Par son arrêt, la Cour a condamné la France à rembourser à l’association requérante 4.590.295 euros (EUR) pour les taxes indûment payées et 55.000 EUR pour les frais et dépens, ce qui constitue une forme d’excuses officielles.

Par la suite, trois autres cas similaires de taxation abusive concernant l’Église évangélique de Besançon et deux groupes de croyants Aumistes ont bénéficié de ce jugement pilote.

Cette décision de la Cour internationale est de la plus haute importance car elle prouve que l’imposition soudaine des dons reçus par les associations religieuses ou de conviction était discriminatoire et constituait une violation de la liberté de religion. Le gouvernement français a également remboursé les victimes.

Dans le cas des Tai Ji Men à Taiwan, il s’agit en outre d’un cas de violation des droits de l’homme car le ministère ayant autorité sur l’administration fiscale n’a pas corrigé son erreur judiciaire, n’a pas mis fin aux poursuites engagées contre les Tai Ji Men et n’a pas arrêté une nouvelle mesure illégale : la confiscation d’une partie de leurs biens.

La diplomatie internationale comme solution possible

Pendant de nombreuses années, l’affaire Tai Ji Men est restée à l’écart des préoccupations de la communauté internationale des défenseurs des droits de l’homme et de la liberté religieuse.

Les choses ont commencé à changer lorsque Massimo Introvigne, fondateur et directeur général du Centre d’études sur les nouvelles religions (CESNUR), un réseau international d’universitaires qui étudient les nouveaux mouvements religieux, a rendu visite au groupe à Taïwan et a enquêté sur son cas il y a quelques années.

En collaboration avec l’organisation Human Rights Without Frontiers(HRWF), basée à Bruxelles, il a commencé à organiser des webinaires mensuels auxquels ont participé un nombre croissant d’universitaires, d’avocats et de militants des droits de l’homme étrangers. En raison de la situation géopolitique dans la région, seuls les amis de Taïwan qui ne voient que le bien du pays ont été et sont impliqués dans cette campagne de sensibilisation internationale. Les adversaires ne sont pas autorisés.

Les voies légales, les manifestations publiques, les protestations et les pétitions ont montré leurs limites. Seule une décision politique à Taiwan pourrait résoudre l’affaire non résolue du Tai Ji Men, qui ternit de manière inquiétante l’image du pays à l’étranger. Mais il n’y a jamais eu de volonté politique de la part du ministère des finances et du gouvernement, même après la décision finale de la Cour suprême en faveur de Tai Ji Men, et depuis lors non plus. Le seul moyen d’activer la volonté politique nécessaire à Taïwan, de résoudre l’affaire et de protéger ainsi l’image de Taïwan est de faire appel à la puissance douce du principal protecteur du pays, les États-Unis, ainsi qu’à d’autres pays démocratiques amis de Taïwan.
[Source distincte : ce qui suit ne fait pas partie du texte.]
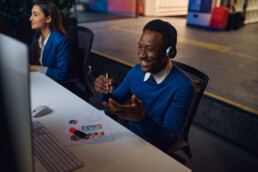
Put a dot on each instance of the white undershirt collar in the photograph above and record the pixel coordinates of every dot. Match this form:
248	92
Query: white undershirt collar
161	75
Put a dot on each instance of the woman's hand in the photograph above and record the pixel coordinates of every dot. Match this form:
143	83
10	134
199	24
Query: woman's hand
34	68
103	85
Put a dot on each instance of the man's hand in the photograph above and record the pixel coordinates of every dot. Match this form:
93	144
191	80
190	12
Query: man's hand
132	112
34	68
103	85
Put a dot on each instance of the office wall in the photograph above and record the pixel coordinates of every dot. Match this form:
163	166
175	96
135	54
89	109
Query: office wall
126	7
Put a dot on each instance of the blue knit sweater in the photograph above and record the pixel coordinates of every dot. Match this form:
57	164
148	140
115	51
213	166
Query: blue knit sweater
166	104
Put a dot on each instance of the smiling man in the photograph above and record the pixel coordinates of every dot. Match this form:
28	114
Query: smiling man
161	93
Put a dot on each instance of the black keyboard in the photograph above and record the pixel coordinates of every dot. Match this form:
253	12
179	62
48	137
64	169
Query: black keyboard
51	152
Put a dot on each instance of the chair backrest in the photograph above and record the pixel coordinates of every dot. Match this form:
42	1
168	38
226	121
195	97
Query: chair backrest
201	80
81	41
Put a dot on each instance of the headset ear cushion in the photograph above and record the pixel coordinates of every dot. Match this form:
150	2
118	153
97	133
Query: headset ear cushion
168	52
173	53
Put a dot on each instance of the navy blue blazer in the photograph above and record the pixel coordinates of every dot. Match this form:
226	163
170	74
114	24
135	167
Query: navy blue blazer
57	56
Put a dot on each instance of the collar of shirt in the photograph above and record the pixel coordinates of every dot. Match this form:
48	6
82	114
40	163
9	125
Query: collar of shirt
45	42
161	75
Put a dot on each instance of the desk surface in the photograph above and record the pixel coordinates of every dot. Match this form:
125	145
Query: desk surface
127	152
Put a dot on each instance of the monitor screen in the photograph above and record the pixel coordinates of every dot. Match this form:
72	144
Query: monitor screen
202	6
16	139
Le CESNUR et HRWF doivent continuer à informer la communauté internationale, mais ils doivent compléter leur campagne d’information en créant une coalition d’institutions et de décideurs politiques influents à l’étranger, aux États-Unis et dans d’autres pays démocratiques, ainsi qu’à Taïwan, afin de faciliter l’ouverture d’un dialogue entre les parties concernées.

L’American Institute in Taiwan (AIT), l’ambassade américaine de facto, a la capacité et l’expérience nécessaires pour promouvoir la liberté religieuse à Taiwan. Il pourrait être la voix et le bras armé à Taïwan du département d’État américain, de la Commission américaine pour la liberté religieuse (USCIRF) et d’autres institutions américaines influentes.
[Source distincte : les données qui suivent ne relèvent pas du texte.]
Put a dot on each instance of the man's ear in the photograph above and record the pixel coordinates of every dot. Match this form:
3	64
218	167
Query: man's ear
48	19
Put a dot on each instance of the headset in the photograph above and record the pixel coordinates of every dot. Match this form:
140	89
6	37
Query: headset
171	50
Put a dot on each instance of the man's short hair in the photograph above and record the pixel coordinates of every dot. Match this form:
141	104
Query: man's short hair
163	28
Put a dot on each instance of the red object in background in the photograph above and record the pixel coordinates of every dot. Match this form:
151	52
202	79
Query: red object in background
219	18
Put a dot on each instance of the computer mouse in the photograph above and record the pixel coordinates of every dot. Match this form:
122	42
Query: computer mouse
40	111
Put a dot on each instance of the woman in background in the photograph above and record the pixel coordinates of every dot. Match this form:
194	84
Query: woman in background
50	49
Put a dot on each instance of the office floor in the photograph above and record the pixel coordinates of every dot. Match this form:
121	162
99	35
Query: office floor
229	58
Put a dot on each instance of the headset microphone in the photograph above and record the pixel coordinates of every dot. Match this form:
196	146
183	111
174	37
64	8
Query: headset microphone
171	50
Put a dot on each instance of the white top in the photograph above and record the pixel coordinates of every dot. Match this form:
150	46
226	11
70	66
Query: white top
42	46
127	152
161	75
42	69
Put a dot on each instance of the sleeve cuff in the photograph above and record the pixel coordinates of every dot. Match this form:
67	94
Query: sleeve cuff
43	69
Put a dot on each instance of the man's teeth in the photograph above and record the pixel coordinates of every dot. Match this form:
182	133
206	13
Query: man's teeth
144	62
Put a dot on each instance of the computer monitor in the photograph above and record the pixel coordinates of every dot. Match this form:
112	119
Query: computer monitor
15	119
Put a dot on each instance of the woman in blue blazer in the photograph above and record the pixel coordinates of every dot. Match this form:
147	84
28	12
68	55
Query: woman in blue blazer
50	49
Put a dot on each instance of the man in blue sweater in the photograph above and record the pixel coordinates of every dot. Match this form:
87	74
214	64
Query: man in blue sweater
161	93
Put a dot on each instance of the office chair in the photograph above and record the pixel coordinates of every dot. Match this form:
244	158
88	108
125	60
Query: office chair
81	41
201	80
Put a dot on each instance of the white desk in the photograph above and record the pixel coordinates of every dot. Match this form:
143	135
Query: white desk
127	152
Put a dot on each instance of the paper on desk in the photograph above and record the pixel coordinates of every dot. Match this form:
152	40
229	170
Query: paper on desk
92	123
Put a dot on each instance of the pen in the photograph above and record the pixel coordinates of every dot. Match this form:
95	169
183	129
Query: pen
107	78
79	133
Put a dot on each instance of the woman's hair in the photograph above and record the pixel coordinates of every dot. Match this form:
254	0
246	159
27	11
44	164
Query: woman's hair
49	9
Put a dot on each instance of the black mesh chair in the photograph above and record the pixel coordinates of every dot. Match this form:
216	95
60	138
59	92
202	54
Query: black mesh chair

Enfin, les défenseurs d’une solution politique à l’affaire Tai Ji Men devraient également sensibiliser, à Taiwan même, les membres des organes législatif, exécutif et de contrôle, les partis politiques, les groupes de réflexion, les organisations de défense des droits de l’homme, les ambassades étrangères et les médias.

L’activation de toutes ces forces douces, tant à l’étranger qu’à Taïwan, peut éveiller la volonté politique, nourrir le dialogue, conduire à des gestes de bonne volonté et à une solution répondant aux attentes des deux parties.